# An Alle Norwegen Angler: Ich Brauche Hilfe!!!



## eöbzander

ICh fahre nächsten sommer nach südnorwegen an den Oggenvatn see|supergri  ! Das problem ist das ich keine ahnung habe welche fische mich dort erwarten und wie das mit den angelscheinen ist! bis jetzt weiß ich nur das dieser see 350 inseln oder so hat! alle seiten die ich finden konnte sind auf norwegisch geschrieben und ich nix norge !!! zwar gibt es 1, 2 deutsche seiten aber die machen einen auch nciht unbedingt schlau! gibt es hier leute die mir weiterhelfen können? die vielleicht ein wenig norwegisch können oder so? danke schon mal im vorraus! gruß eöbzander


----------



## JunkieXL

*AW: An Alle Norwegen Angler: Ich Brauche Hilfe!!!*

Naja in den Seen in Norge gibt es viele große Hechte, meist gut Forellen und eigentlich alles was sonst noch so in Teichen rumschwimmt. Um in Norge in Binnenseen angeln zu können braucht man einen schein den man bei der Touristeninfor oder an Tankstellen bekommt. Meist sind Seen und Flüsse dann noch in Privatbesitz und man kann die zusätzlichen Karten in den orten bei den Touristeninformationen bekommen oder man fragt halt ma seinen Vermieter ob der eine Ahnung hat!


----------



## Kunze

*AW: An Alle Norwegen Angler: Ich Brauche Hilfe!!!*

Hallo!

Habs mal eine Etage tiefer geschubst. :m #h


----------



## rolalarm

*AW: An Alle Norwegen Angler: Ich Brauche Hilfe!!!*

Hallo
Evtl. bekommst du den Erlaubnisschein auch bei der Staatlichen Post.
Gruß
rolalarm


----------



## Matzinger

*AW: An Alle Norwegen Angler: Ich Brauche Hilfe!!!*

Du brauchst keine staatl. Erlaubnis, da im Oggevatn keine Lachse oder Meersaiblinge leben. Es kann sein, daß Du eine Wochenkarte, etc. benötigst, diese kannst Du an jedem Campingplatz, etc. kaufen. Max. NKr 100,-/Woche.

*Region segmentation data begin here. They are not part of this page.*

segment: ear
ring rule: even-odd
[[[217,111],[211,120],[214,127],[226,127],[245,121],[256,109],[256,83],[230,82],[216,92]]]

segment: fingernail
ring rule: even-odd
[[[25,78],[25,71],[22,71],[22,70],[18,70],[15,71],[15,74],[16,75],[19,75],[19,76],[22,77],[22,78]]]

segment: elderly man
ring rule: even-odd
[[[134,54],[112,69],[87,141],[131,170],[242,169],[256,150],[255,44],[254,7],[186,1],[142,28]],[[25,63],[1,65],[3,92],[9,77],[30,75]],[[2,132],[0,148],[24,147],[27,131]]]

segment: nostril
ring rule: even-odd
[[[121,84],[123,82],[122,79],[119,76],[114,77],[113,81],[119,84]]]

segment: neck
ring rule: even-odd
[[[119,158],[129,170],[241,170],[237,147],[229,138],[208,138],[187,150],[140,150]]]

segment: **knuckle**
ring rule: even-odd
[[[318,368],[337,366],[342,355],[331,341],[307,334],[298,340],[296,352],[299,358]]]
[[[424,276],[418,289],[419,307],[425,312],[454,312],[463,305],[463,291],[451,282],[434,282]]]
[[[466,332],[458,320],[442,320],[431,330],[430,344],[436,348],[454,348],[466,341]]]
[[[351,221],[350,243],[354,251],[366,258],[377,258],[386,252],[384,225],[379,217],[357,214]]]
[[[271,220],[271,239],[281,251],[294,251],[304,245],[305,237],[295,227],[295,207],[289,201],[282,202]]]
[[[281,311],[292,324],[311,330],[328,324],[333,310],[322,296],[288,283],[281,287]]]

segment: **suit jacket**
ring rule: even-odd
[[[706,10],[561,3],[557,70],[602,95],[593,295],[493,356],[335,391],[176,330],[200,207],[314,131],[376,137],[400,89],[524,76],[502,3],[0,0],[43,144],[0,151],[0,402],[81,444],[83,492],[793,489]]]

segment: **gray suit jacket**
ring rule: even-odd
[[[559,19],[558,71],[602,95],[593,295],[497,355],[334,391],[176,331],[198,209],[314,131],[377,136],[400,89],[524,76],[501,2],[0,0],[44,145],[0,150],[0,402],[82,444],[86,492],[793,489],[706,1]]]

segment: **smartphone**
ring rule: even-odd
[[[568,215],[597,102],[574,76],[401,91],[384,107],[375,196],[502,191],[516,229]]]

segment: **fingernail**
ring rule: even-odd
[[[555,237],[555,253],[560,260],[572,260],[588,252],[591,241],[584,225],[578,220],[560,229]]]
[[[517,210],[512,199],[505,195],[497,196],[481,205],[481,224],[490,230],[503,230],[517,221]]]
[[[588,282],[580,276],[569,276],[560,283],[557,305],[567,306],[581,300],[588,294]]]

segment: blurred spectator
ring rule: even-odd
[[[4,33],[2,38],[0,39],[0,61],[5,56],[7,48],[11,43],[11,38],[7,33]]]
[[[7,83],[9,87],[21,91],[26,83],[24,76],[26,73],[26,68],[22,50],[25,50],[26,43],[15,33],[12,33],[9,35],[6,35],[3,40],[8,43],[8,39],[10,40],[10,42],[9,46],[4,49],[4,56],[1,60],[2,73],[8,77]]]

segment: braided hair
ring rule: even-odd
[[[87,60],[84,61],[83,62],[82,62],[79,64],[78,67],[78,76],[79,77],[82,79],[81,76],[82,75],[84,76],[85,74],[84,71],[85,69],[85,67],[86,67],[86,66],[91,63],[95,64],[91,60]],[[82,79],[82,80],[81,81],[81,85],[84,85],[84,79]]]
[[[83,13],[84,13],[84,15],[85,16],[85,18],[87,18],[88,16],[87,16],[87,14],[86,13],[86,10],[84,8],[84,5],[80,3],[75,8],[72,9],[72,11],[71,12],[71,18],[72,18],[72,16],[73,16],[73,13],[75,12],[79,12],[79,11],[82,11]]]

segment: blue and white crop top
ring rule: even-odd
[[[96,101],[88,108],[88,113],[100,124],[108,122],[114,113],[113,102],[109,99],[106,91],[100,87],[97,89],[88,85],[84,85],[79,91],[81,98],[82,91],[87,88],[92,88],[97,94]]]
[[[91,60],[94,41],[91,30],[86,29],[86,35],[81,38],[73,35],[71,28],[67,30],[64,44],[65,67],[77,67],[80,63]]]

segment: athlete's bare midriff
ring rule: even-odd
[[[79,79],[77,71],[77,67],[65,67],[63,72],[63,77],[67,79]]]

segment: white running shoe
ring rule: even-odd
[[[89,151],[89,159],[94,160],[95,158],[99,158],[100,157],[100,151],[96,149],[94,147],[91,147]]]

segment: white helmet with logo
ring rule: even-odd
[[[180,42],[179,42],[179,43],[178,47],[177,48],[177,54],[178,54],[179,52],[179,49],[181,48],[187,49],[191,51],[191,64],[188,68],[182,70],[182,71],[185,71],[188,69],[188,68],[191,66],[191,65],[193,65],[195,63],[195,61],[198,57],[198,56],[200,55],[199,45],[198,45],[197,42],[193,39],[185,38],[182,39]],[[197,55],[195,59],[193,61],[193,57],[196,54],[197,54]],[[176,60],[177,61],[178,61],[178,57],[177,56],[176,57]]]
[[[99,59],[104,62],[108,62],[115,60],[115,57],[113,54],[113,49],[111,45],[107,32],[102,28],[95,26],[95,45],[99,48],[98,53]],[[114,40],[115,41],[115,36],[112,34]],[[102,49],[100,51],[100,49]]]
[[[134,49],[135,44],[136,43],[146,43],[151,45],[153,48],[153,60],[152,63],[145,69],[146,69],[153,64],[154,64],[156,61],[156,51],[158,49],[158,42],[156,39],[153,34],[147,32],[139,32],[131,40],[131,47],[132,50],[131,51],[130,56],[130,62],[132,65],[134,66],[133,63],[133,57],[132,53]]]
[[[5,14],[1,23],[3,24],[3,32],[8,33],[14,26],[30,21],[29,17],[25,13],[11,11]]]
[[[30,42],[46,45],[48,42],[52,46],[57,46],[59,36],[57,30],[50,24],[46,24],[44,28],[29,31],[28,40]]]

Mit Spinnern, Wurm, Fliege, etc. kannst Du am Oggevatn jedenfalls nichts falsch machen. Interessanter aber ist die Fischerei an den Bächen/Flüssen.

Gruß

Matzinger


----------



## eöbzander

*AW: An Alle Norwegen Angler: Ich Brauche Hilfe!!!*

warst du schon mal da oder woher weißt du das so gut? schwimmen da keine lachse hab gehört das es da aber forellen geben soll, stimmt das?


----------



## Jirko

*AW: An Alle Norwegen Angler: Ich Brauche Hilfe!!!*

moin eöbzander #h

mach mal klick... wenn du noch weiteren input benötigst, gib büdde laut... meld mich dann nachher wieder... muss jetzt schnell wech #h


----------



## Matzinger

*AW: An Alle Norwegen Angler: Ich Brauche Hilfe!!!*

@eöbzander: Siehst Du. Laut Jirkos link kostet die Karte pro Woche NKr 80,-.
Lachse gibbet da nicht, daher brauchst Du auch keine staatliche Erlaubnis wie in unserem verbeamteten Staat.

Ach ja. Damit das auch so bleibt:
Bitte nicht mit Widerhaken fischen und außer zum normalen Eigenverzehr keine Fische entnehmen. Kommt bei den Norges auch nicht so gut an !!

Wenn Du lieber am Bach fischen möchtest und kein FliFi bist, kann ich Dir folgende Montage empfehlen:

Lange Rute (3 m - 4 m), kleine Stationärrolle, dünne Schnur (max. 20er Mono), 3-Wege-Wirbel.

1. Öse: Hauptschnur
2. Öse: Vorfach (so dünn wie möglich), max. 1m lang (ich fische mit 50 cm)
3. Öse: 20 -40 cm 14/16er Mono mit Blei oder aus umwelt-/und kostenschutzgründen Schraubenmutter.
Köder: Dendrobena oder Tauwurm

Auf 12 Uhr auswerfen, Rute hoch halten, Schnur straff halten und ans eigene Ufer treiben lassen. Bei geringsten Zupfer anschlagen, die Bisse wirst Du nach einigen Minuten schon von Steinen unterscheiden können. Aufpeppen kannst Du den Köder noch mit roter Wolle.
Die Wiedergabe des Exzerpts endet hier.